Individuals have vandalized the waterfront park monument at least five times since 2004. The most recent act of vandalism was on June 9, 2020. On that day, the statue’s head was forcibly detached and damaged. The City removed the statue on June 11 and placed it in storage.
Examining the Artwork
The Christopher Columbus statue was one of six pieces named in the City-commissioned report "An Opportunity for Change." The report called for:
- potential removal of the piece
- greater contextualization of the piece, and
- incorporating untold histories.
The Boston Art Commission has received comments of concern about the ongoing vandalism and a desire to see it returned from storage. There are also concerns that this statue glorifies racism and justifies the ongoing abuse of Indigenous peoples.

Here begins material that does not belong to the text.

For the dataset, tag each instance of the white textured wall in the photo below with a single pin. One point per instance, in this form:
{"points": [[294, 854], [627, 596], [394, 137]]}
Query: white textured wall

The commission recently carried out an extensive assessment of "Emancipation Group". During that process, the commission recognized the value of taking time to conduct a thorough review of pieces in the City’s collection. The commission votes on individual artworks. But, this process is part of a larger effort to look at the inequities that exist in the entire collection.
At its August 2020 meeting, the Boston Art Commission:
- heard public testimony regarding the possible review and study of the Christopher Columbus statue, and
- voted to start a process to study its future.
The vote called for engaging the public in a robust way, with an appropriate review process.
The commission received two conservation reports for the Christopher Columbus statue. According to both reports, conservators could attempt to restore the head and neck area of the statue to its original appearance. But, the repairs would be visible. The structural integrity of the artwork cannot change to prevent future damage.
During the August meeting, the commission heard testimony from 13 people. The testimonies included requests for more time for individuals to give testimony. The commission has received more than 100 pieces of written testimony on the statue. The commission took more testimony at its October meeting. It also held a special meeting on Indigenous public art and cultural spaces in Boston.
The Knights of Columbus sent a letter to the City offering to incorporate the statue into their new development. The statue will live permanently in their development at 41 Margin Street.
The City is exploring options for new artwork at the park in collaboration with the community.